Die Gustav Mahler Academy in Bozen versammelt seit 1999 jährlich junge musikalische Talente aus ganz Europa. In drei Wochen sammeln die Teilnehmenden Erfahrung von berühmten Professorinnen und Professoren aus den besten Orchestern und Musikschulen Europas – und geben das Gelernte in Konzerten der Landeshauptstadt wider.
Seit einigen Jahren reist die Gustav Mahler Academy einmal für ein Sinfonie-Konzert nach Toblach. Dieses Jahr ist die Zusammenarbeit mit dem Grand Hotel Toblach besonders eng. Denn daraus soll bald ein permanentes Orchester werden, erklärt von Steinaecker: “Wir planen in Toblach das Grand Hotel Orchester zu formieren, wo wir auf Originalinstrumenten spielen werden.”

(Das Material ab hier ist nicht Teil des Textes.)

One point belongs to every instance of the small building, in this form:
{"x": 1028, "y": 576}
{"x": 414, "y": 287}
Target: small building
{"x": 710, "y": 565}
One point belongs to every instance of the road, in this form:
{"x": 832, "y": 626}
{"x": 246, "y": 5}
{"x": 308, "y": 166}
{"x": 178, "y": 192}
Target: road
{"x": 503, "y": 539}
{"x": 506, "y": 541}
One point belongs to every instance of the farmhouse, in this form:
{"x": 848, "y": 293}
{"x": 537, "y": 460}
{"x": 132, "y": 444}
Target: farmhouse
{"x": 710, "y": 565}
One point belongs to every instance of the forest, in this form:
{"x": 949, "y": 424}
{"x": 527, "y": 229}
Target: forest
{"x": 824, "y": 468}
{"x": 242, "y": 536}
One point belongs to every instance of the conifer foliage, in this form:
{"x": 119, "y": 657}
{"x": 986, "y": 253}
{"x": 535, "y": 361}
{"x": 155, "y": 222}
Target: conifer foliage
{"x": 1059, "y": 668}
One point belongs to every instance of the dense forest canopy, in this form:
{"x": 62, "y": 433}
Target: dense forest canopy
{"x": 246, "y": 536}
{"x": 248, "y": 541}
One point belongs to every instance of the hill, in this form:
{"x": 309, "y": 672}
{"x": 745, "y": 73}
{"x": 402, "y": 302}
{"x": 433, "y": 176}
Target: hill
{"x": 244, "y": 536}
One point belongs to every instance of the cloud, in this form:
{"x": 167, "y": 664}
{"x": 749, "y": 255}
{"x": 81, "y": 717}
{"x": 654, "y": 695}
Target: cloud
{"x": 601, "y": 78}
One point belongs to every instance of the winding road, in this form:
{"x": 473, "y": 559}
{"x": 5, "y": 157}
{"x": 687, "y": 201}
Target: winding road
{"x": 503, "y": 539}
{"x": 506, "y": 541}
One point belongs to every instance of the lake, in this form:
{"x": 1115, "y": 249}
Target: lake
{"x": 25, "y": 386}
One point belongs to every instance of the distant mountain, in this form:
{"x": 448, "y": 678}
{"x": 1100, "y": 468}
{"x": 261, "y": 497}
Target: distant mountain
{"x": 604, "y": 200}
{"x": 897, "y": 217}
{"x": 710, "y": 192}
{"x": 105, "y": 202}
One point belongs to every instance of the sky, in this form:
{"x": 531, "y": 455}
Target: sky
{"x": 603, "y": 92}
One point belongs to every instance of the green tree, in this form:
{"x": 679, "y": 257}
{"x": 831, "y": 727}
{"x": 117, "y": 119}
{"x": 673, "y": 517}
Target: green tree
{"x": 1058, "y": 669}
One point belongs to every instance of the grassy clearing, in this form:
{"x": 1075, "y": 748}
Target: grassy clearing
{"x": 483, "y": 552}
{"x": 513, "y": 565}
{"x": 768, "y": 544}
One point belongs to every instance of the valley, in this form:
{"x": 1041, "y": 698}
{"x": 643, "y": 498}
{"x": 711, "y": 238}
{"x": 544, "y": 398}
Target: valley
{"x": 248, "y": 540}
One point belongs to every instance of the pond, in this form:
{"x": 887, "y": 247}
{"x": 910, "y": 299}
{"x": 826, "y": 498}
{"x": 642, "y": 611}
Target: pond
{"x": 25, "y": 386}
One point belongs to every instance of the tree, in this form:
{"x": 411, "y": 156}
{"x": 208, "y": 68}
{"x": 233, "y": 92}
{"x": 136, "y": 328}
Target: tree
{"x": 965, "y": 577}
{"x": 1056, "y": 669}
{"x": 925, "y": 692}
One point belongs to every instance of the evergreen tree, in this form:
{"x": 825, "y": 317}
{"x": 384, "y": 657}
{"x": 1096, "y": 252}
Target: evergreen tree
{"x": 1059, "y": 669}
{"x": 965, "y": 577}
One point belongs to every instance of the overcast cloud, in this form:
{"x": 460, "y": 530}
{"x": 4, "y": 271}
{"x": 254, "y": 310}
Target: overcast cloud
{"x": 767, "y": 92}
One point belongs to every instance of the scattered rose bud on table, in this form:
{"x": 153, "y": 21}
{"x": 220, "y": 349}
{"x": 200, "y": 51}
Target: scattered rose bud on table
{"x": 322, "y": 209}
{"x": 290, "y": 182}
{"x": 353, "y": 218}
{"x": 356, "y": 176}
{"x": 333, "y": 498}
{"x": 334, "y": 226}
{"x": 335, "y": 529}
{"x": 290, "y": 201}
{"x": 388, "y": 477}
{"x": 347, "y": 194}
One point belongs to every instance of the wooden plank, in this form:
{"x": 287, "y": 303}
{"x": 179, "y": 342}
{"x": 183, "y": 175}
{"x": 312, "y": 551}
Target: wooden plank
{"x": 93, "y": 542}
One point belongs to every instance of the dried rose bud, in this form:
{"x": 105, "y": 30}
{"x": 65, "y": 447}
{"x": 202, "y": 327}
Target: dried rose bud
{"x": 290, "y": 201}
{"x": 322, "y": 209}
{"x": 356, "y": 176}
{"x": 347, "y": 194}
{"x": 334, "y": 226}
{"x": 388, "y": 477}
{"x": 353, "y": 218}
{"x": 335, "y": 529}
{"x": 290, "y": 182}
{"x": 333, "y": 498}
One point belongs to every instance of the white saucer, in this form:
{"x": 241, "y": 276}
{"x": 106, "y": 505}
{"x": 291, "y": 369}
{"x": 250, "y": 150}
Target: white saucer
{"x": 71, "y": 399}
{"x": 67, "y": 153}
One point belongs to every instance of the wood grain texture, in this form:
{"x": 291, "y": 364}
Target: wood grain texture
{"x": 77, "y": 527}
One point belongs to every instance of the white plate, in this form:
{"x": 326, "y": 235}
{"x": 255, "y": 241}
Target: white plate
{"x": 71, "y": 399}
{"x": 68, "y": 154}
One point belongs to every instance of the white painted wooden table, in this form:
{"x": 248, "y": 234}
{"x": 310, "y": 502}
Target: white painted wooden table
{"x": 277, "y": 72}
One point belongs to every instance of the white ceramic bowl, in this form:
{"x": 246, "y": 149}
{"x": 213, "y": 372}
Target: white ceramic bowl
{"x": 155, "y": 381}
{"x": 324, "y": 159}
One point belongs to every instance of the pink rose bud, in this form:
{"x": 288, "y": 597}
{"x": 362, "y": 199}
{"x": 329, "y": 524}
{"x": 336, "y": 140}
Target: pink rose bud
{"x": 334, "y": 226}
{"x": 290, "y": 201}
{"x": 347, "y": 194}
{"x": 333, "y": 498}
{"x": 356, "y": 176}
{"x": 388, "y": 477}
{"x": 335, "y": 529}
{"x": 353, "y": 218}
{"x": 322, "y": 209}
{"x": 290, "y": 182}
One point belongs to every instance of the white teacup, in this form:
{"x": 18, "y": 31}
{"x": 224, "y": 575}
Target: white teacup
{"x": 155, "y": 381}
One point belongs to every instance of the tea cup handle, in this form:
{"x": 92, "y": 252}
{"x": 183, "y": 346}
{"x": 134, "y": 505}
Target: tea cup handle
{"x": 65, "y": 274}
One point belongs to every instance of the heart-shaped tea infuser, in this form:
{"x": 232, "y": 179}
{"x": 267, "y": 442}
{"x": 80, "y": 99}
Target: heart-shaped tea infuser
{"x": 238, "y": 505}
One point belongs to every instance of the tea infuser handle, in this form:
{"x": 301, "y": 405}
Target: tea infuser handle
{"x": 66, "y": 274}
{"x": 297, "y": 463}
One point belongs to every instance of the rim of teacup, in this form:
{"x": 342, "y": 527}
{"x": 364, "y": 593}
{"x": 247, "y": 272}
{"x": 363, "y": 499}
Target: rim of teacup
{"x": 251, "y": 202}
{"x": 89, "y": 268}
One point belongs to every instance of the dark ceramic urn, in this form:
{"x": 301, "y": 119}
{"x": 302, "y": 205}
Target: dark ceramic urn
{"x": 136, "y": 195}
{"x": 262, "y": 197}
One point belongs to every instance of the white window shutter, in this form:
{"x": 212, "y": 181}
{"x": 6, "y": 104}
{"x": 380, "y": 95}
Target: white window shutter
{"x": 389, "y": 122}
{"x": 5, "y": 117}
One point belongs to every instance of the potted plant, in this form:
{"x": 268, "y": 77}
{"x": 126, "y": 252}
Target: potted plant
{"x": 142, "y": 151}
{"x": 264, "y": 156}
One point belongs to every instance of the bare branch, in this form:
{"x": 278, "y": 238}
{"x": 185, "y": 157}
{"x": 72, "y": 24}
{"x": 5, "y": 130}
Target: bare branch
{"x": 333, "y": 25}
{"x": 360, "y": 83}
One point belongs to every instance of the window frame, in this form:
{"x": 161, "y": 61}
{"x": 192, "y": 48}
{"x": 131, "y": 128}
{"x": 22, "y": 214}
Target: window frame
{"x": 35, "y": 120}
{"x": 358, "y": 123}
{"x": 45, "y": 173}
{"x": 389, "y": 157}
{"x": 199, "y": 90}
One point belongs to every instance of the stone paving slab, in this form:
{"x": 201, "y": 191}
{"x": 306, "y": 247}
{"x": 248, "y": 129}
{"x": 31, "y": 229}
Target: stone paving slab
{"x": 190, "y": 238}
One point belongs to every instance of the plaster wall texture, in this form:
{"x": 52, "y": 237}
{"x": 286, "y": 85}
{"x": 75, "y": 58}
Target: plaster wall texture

Die Zusammenkunft der jungen Nachwuchstalente in der Pustertaler Mahler-Hochburg soll somit ein Vorspiel sein für die künftig langfristige Zusammenarbeit. Denn mit in die Besatzung des geplanten Grand Hotel Orchesters sollen – neben etablierten Musikern – auch die Studierenden der Gustav Mahler Academy.
Instrument für Instrument kauft sich dafür das Kulturzentrum ein Repertoire an historischen Klarinetten und Co. aus europäischen Antiquitätenläden zusammen – teilweise nach Originalmodel der Instrumente, die Gustav Mahler 1907 für die Wiener Staatsoper kaufte – und sorgt für die richtige Lagerung der alten Teile. Denn ihr Klang wird in Zukunft öfter die Konzertsäle im Land und darüber hinaus erfüllen.